Hak ve özgürlüklerin gasbedildiği sürecin üzerinden 24 yıl geçtiğini belirten Aydın, 28 Şubat’ın, Milli Güvenlik Kurulu toplantısının tarihiyle anılsa da 1990’lı yıllarda başlayan bir vesayet süreci olduğunu söyledi. Aydın, bunun, millete bakan yönüyle vahşi bir toplum mühendisliğinin, devlete bakan yönüyle de ülke varlığını talan etme yolsuzluğunun adı olduğunu belirtti.
“6 milyon kişi, hukuksuz fişlemelerle sakıncalı ilan edildi”
“Milletin içinden çıkan inançlı kadroların iktidara gelmesini hazmedemeyenlerin şuursuz intikam hırsıyla 6 milyon kişi, hukuksuz fişlemelerle sakıncalı ilan edildi.” diyen Aydın, binlerce kişi hakkında haksız soruşturma ve kovuşturmalarla mahkumiyet kararı verildiğini, öğrencilerin okullarından, kamu görevlilerinin memuriyetten, işçilerin de işlerinden ihraç edildiğini hatırlattı.
Türkiye’de bir ilk olarak darbeci ve vesayetçilere yargı eliyle yaptıklarının hesabının sorulduğunu anımsatan Aydın, sürecin sorumlularının cezalandırıldığını, 28 Şubat döneminde ihraç edilen kamu görevlilerinin açıkta geçirdikleri sürelerin çalışılmış sayılmasına, kazanılmış hak aylığında ve emekli müktesebinde değerlendirilmesine yönelik düzenlemelerin yapıldığını anlattı.
Yaşanan süreçte birçok mağduriyetin giderildiğini ancak halen mağduriyeti sürenlerin bulunduğunu belirten Aydın, geçmişteki kayıpların telafi ve zararların tazmin edilmediğini, “brifingli yargının” yol açtığı mağduriyetlerin tam olarak giderilmediğini savundu.
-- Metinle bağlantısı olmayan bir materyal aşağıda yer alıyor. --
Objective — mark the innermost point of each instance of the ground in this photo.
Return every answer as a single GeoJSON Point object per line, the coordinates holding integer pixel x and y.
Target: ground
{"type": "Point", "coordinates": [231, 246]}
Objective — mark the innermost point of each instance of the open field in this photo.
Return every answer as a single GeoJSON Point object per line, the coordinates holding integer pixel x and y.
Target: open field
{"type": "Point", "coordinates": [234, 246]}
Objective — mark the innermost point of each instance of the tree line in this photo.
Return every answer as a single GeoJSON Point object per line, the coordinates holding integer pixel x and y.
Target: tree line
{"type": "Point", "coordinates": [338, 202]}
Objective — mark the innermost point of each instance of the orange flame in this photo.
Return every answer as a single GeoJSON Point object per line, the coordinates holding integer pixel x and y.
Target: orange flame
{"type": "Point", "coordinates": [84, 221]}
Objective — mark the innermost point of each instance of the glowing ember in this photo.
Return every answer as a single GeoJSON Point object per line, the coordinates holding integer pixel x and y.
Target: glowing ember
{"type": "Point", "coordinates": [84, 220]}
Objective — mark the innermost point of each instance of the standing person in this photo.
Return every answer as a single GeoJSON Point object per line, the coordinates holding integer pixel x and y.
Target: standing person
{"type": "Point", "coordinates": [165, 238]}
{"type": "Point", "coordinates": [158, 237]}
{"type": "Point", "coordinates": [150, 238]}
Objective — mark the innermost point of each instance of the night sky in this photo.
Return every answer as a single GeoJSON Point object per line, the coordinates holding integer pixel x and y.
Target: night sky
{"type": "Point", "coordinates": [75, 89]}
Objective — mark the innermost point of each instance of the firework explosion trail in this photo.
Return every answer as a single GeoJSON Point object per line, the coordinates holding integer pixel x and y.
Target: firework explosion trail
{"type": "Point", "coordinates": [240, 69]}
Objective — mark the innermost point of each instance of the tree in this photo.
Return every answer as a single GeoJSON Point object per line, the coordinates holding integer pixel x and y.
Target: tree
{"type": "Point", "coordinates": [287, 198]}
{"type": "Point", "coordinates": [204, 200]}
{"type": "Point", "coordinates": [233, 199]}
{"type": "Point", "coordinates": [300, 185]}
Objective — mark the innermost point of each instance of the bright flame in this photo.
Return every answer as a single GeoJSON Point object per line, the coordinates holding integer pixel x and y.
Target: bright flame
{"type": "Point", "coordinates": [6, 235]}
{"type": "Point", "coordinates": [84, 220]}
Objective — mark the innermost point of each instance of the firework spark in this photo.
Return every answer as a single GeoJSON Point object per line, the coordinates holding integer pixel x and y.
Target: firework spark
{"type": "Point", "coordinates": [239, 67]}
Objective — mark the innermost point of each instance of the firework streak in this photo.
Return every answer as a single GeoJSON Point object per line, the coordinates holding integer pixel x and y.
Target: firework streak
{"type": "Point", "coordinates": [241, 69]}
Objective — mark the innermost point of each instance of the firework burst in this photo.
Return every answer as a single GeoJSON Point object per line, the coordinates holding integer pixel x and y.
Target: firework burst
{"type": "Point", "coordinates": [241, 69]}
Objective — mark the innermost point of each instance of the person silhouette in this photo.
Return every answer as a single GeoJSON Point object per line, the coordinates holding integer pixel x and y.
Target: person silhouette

“Hakların tastamam verilmesi için en yüksek düzeyde hassasiyet gerekiyor”
Mağdurların haklarını tahkim, hukukunu tanzim ve zararlarını tazmin etme iradesinin, adaletin, aklın, inancın, ahlakın gereği olduğunu dile getiren Aydın, şöyle devam etti:
“Bu irade, 28 Şubat’ın faillerini mahkum etme iradesinden daha az önemli değildir. Bir tek kişi dahi dışarda kalmaksızın herkesin hakkının tastamam verilmesi için en yüksek düzeyde çaba ve hassasiyetin gösterilmesi gerektiğine inanıyoruz. Bu hassasiyeti göstermek, mazlum ve mağdurlara karşı borcumuz, tarihe ve geleceğe karşı ortak sorumluluğumuzdur.”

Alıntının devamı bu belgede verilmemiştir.